Data Preprocessing

Pretrained Models

model	source/framework	usage	download link
Res2Net Patch Detector	mmdetection/pytorch	extract image patch	link
DeepFillV2	mmediting/pytorch	remove text from meme image	link
InceptionV2 OID	tf-hub/tensorflow	extract meme image bbox	auto download
FairFace Classifier	fairface/pytorch	classifiy race of face/head detect by InceptionV2	link is in the repo
VisualGnome FasterRCNN	py-bottom-up-attention/pytorch	extract RoI feature from inpainted image	auto download

Image Patch Detector

Some of the memes are compose by multiple image(patch), and offen the meaning of the meme will different depend on which text located on which image patch. So I trained a imgae patch detector with off-the-shelf faster-rcnn detector provide by mmdetection and training data generated by random stick togehter 2~3 images from GQA. Script and config that train the model and generating the dataset could be found in repo linked in the table above.

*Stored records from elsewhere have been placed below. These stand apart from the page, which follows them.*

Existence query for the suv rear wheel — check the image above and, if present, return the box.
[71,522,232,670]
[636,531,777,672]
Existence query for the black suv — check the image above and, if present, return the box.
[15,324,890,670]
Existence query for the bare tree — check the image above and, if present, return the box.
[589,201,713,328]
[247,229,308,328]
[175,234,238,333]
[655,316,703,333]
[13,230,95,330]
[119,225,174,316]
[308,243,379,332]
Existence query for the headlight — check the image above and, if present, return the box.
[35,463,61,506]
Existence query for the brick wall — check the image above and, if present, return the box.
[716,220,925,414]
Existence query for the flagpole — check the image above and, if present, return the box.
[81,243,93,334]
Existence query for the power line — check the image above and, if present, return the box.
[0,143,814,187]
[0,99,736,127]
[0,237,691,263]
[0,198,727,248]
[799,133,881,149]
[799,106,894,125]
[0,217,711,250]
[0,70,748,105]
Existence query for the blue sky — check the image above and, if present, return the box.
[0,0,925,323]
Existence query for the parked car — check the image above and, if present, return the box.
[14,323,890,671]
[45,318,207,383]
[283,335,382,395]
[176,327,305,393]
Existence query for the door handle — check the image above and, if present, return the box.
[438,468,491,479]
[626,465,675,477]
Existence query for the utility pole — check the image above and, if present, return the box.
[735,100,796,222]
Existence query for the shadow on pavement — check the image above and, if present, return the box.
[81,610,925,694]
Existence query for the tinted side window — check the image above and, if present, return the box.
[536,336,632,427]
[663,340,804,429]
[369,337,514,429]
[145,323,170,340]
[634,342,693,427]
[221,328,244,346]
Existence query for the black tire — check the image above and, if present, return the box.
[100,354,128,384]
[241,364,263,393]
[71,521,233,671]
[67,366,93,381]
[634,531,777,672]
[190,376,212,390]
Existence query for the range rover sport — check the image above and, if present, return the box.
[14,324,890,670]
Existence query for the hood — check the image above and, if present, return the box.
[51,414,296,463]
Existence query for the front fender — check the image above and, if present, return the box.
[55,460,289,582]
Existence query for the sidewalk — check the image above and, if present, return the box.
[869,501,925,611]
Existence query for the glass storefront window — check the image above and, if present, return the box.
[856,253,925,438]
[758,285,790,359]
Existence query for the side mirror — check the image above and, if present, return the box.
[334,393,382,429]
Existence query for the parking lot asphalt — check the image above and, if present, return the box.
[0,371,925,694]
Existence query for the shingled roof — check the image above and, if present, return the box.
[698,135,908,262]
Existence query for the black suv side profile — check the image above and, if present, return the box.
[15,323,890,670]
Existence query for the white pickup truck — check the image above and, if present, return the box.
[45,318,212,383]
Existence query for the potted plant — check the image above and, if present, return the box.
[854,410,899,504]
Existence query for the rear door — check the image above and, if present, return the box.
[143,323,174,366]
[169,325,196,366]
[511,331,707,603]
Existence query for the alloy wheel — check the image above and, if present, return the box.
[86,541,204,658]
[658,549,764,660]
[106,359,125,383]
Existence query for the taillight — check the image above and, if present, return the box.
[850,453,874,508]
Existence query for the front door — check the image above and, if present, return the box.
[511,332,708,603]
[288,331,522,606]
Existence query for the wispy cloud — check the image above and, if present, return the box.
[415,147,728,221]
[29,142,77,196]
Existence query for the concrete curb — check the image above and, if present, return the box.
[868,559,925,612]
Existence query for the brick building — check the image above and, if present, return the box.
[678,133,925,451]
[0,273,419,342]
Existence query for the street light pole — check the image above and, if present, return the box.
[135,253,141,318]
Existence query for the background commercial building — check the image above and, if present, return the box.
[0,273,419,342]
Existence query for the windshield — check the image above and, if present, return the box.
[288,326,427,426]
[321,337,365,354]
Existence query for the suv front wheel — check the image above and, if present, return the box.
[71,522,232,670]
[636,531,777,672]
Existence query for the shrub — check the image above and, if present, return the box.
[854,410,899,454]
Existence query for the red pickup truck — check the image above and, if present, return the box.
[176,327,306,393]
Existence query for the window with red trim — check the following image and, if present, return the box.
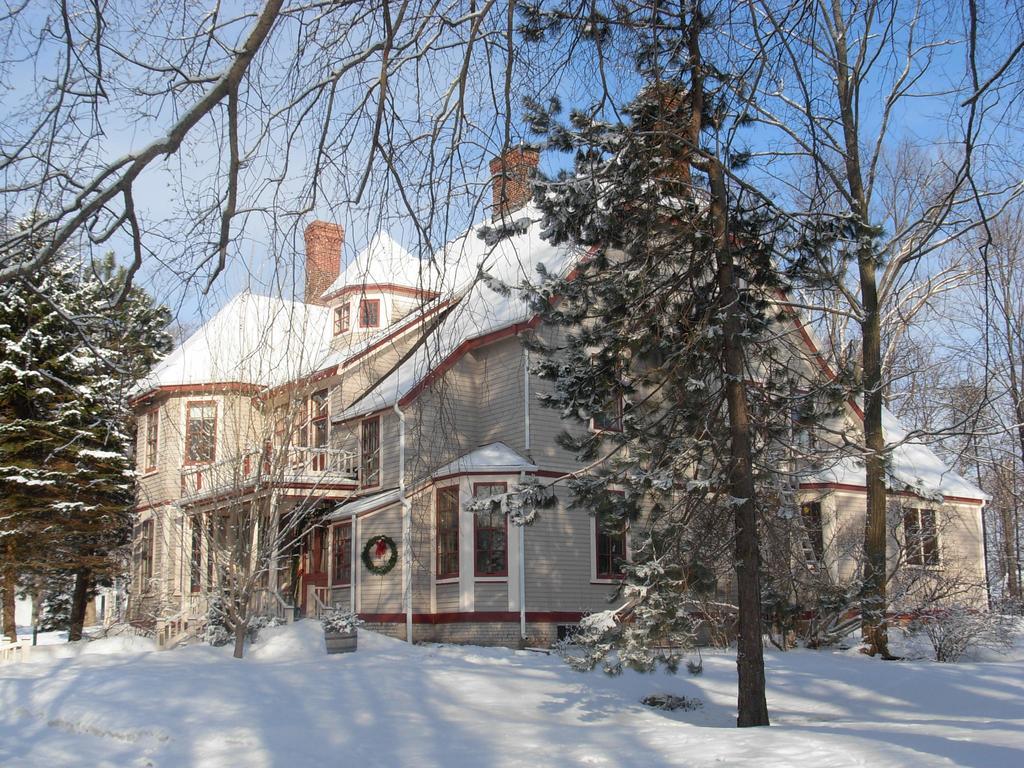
[437,485,459,579]
[800,502,825,564]
[334,301,352,336]
[359,416,381,486]
[590,395,623,432]
[903,509,939,565]
[473,482,509,577]
[331,520,352,587]
[188,517,203,592]
[185,400,217,464]
[309,389,328,472]
[135,518,154,591]
[145,409,160,472]
[359,299,381,328]
[595,514,626,579]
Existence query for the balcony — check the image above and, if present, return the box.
[181,447,359,501]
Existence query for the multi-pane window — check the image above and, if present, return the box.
[185,400,217,464]
[309,389,328,472]
[334,302,352,336]
[307,527,328,574]
[188,517,203,592]
[903,509,939,565]
[591,395,623,432]
[437,485,459,579]
[331,520,352,587]
[800,502,825,563]
[359,417,381,486]
[359,299,381,328]
[473,482,508,577]
[595,514,626,579]
[145,409,160,472]
[135,518,153,590]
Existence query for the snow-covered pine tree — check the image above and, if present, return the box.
[0,227,83,636]
[59,255,172,640]
[516,2,843,726]
[0,224,170,639]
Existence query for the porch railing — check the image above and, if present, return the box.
[181,447,358,500]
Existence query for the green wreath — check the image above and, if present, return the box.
[361,534,398,575]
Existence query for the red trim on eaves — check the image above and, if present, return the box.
[359,610,584,625]
[399,315,541,410]
[800,482,985,505]
[321,283,439,302]
[128,381,260,408]
[775,289,864,422]
[260,299,452,399]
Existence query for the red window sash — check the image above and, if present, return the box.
[434,485,460,579]
[331,520,352,587]
[184,400,217,464]
[334,302,352,336]
[359,299,381,328]
[359,416,381,487]
[145,409,160,472]
[473,482,509,577]
[594,516,627,579]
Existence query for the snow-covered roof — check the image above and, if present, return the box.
[134,291,331,394]
[335,207,578,421]
[808,409,989,501]
[326,488,401,520]
[324,231,431,297]
[433,442,537,477]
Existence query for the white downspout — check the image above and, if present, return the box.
[516,349,532,640]
[393,401,413,645]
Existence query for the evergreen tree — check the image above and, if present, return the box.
[516,2,837,726]
[0,224,170,640]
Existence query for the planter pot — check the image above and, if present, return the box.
[324,632,358,653]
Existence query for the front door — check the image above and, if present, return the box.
[300,525,330,615]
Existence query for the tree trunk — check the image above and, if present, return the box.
[685,3,769,728]
[859,257,890,657]
[231,622,248,658]
[831,0,889,657]
[709,161,769,728]
[68,568,92,642]
[0,569,17,640]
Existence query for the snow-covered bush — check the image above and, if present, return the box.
[203,595,232,648]
[907,605,1014,662]
[321,610,362,635]
[248,616,285,643]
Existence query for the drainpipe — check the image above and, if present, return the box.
[393,401,413,645]
[516,349,532,640]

NOTE: If you want to repoduce the original competetion result, you should use the pretrined model sinece both the training and dataset generating process are not deterministic.

Preprocess Steps

Data processing flow is dived into two stage. First stage detecting objects & text and creating clean images. Second stage utilze those infomation to extract more feature from image and integrade the extra feature into original meme annotation.

Prerequirements

We first should download and unzip the facebook hateful meme data to ROOT/data. And we also need to download pretrain models to ROOT/pretrain_model. After doing all that your project structure now should look like:

.
├── VL-BERT
├── data
│   └── hateful_memes
│       ├── LICENSE.txt
│       ├── README.md
│       ├── dev_seen.jsonl
│       ├── dev_unseen.jsonl
│       ├── img
│       ├── test_seen.jsonl
│       ├── test_unseen.jsonl
│       └── train.jsonl
├── data_utils
├── pretrain_model
│   ├── deepfillv2_256x256_8x2_places_20200619-10d15793.pth
│   └── faster_rcnn_r2_101_fpn_2x_img_clip
│       ├── epoch_1.pth
│       ├── epoch_2.pth
│       ├── epoch_3.pth
│       ├── faster_rcnn_r2_101_fpn_2x_img_clip.py
│       └── latest.pth
└── test

Shortcut

If you want to go straight to model training, you can download pre-builded data from here:
meme annotation with entity and box annotation with race tag
image feature pt file for ernie-vil
image feature npz file for untier
And you can find out where to put those files in the following sections.

Frist Stage

OCR
Image Inpainting
Get OID bbox
Face detection and human race classification

# data/hateful_memes/img
#    --> data/hateful_memes/img_clean
#    --> data/hateful_memes/box_annos.race.json
#    --> data/hateful_memes/split_img_clean
#    --> data/hateful_memes/split_img_clean_boxes.json
bash run_stage_1.sh

After the first stage your data folder should look like:

.
├── VL-BERT
├── data
│   ├── hateful_memes
│   │   ├── img
│   │   ├── img_clean   # img with text removed
│   │   ├── img_mask_3px  # text mask used in removing text using DeepFillV2
│   │   ├── split_img_clean   # if meme image is compose by multiple patches, it will be break down and store to here
│   │   ├── split_img_clean_boxes.json  # results of image patche detection
│   │   ├── box_annos.json  # OID V4 object detection result
│   │   ├── box_annos.race.json  # same as box_annos.json but with race and gender tags attach to bbox
│   │   ├── face_race_boxes.json  # race and gender tags
│   │   ├── ocr.json   # raw EasyOCR detction result
│   │   └── ocr.box.json   # same EasyOCR detction result but in bbox format
│   └── ...
└── ...

Second Stage

Extract RoI feature

# data/hateful_memes/img_clean 
#    --> data/hateful_memes/hateful_memes_v2*.pt
#    --> data/uniter/MEME_NPZ_CLEAN
bash run_extract_feat.sh

Web Entity Detection
NOTE: If you want to reproduce the original experiment or don't have access to GCP service you could just download the detection results from link and place it under ROOT/data. If your want to generate new web entity result for new dataset, follow this guide to setup gcloud enviorment.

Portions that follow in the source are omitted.